Usually anytime a customer is visisted a report is generated. I have experience in quality management and sales management. Sales reps used to document their visits on a "Call Report", and I wrote a full report after my visits. Examples includes such info as:
Date-m/d/y( some people forget to do this basic need)
Reason for visit-routine, problem, new business, customer requested, etc.
Specific product or service subject-
What customer wanted/needed-info, disposition, quote, plans
Follow up timing-
Anything else that needs reported
It appears that our sales team visit customers, but exatly what is done at those interviews is amystery. Does anyone have an example of what a visit report should look like?

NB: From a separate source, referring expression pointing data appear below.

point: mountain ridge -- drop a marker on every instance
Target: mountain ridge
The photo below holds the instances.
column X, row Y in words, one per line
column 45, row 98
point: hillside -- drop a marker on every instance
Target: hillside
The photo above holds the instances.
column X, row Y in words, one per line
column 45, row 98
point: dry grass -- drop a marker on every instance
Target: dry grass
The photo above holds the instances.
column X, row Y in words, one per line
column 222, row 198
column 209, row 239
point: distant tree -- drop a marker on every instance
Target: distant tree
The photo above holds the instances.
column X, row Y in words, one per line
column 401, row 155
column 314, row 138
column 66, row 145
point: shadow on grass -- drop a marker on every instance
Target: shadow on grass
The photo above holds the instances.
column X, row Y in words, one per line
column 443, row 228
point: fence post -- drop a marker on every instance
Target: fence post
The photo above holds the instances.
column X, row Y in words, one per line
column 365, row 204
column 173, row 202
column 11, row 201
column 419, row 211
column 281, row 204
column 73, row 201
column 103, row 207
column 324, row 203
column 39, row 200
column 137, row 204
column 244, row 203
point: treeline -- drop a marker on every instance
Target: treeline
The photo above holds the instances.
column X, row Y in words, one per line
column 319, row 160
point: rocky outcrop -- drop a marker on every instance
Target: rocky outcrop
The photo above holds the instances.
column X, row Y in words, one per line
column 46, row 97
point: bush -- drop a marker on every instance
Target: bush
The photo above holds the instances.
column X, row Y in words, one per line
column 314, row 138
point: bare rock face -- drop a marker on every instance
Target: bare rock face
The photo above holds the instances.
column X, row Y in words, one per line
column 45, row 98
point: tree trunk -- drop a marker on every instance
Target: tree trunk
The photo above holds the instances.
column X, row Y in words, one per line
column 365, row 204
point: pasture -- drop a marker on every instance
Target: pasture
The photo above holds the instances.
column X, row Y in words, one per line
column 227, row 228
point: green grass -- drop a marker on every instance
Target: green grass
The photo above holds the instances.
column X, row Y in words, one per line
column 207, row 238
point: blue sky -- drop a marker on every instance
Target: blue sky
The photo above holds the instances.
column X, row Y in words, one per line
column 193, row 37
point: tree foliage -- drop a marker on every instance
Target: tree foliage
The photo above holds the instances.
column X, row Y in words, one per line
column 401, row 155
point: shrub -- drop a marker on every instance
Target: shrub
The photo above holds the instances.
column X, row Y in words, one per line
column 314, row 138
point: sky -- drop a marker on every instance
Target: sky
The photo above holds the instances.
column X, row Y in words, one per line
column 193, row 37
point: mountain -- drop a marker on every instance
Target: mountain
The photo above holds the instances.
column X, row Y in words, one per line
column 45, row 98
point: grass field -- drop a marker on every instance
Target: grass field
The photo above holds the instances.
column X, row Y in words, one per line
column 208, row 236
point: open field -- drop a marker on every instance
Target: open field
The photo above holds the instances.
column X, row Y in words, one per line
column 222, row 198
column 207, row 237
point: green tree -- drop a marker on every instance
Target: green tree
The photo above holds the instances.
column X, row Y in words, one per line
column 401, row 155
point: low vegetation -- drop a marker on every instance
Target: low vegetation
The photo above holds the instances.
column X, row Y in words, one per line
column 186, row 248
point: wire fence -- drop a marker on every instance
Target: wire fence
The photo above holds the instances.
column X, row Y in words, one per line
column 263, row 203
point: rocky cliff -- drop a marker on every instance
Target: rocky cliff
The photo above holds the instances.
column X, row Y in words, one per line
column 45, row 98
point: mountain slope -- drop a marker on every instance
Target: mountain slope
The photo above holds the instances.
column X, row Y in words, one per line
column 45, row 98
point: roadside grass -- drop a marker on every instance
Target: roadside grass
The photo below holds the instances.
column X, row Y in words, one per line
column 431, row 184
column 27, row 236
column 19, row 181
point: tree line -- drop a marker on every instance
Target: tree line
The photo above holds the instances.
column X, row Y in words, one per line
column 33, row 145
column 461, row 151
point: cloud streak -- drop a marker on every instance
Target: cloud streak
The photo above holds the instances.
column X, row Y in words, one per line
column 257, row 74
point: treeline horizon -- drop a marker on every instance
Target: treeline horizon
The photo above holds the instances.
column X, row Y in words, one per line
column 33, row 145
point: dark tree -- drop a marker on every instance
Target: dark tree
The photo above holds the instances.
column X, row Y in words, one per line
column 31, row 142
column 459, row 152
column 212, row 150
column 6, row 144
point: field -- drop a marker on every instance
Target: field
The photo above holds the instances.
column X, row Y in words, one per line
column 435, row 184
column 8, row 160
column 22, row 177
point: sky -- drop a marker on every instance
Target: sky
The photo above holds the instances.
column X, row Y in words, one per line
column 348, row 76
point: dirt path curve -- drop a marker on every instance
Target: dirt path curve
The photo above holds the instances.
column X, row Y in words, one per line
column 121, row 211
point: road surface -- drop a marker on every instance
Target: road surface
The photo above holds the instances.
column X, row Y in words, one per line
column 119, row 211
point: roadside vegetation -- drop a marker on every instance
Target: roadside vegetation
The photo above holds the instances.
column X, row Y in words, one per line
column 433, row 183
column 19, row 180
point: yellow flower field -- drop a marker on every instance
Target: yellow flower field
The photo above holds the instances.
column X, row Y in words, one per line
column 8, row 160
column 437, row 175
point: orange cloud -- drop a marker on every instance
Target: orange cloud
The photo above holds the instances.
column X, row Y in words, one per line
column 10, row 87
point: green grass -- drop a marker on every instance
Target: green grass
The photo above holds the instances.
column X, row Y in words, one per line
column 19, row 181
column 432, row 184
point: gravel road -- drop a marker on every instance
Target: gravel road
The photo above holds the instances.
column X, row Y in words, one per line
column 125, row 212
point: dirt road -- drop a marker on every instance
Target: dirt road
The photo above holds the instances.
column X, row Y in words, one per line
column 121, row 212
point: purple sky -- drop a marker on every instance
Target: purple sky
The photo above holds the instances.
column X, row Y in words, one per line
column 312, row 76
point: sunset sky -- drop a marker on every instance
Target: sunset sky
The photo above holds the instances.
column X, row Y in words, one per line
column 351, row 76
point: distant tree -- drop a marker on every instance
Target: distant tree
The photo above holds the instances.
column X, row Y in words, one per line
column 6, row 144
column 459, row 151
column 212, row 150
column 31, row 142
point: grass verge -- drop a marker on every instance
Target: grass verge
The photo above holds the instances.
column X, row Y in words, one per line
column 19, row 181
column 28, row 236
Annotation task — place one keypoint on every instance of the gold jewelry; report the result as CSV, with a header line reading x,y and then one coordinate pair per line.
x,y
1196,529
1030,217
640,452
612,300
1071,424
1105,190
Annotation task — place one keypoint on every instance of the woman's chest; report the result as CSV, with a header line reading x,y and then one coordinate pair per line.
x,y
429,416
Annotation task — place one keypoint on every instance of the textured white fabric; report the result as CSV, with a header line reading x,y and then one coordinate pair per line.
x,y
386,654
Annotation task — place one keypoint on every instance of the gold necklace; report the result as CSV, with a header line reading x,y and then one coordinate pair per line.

we have found that free form visit reports submitted with the expense reports are very very effective. In order to recoup any money paid out, anyone visiting the customer must submit something in writing about the visit.- and I used say it didn't matter if it came in on a napkin... Over the past 2 years, I have found that the visit reports are becoming more and more substantial of their own accord, without my having had to force any kind of format on anyone. . These visit reports are shared, - and have become more informative over time. The technical people focus on the design details and issues, whereas those in a sales role tend to dwell on more strategic and political subjects. It helps that the President of the organization also sumits and circulates information about his visits with our customers. Being free form, the specific information important to the participants in the meetings is communicated. Anyone with an expense report is under the gun to share information. - it works.
Re: Customer Visit Reports - What should a Customer Visit Report look like?
It isn't always easy to do, but I found in the past that if you can reduce portions of your assessment down to "tick the box" responses, you will get a greatly improved response rate. However you do it, make the form as easy to complete as possible and that should help - including keeping it simple and brief wherever possible. Don't do as some do, and record pages of information that will sit in a file gathering dust.
Also, why not stick a metric on your sales guys? Try "%age of visit reports filed within 3 days of visit" or something like that. Then send it to their boss. Just as a courtesy, you understand...
One more recommendation - to help you decide what to include on your form, why not accompany the sales guy on his next visit? You'll get a better feel for the process and the sort of things that are discussed.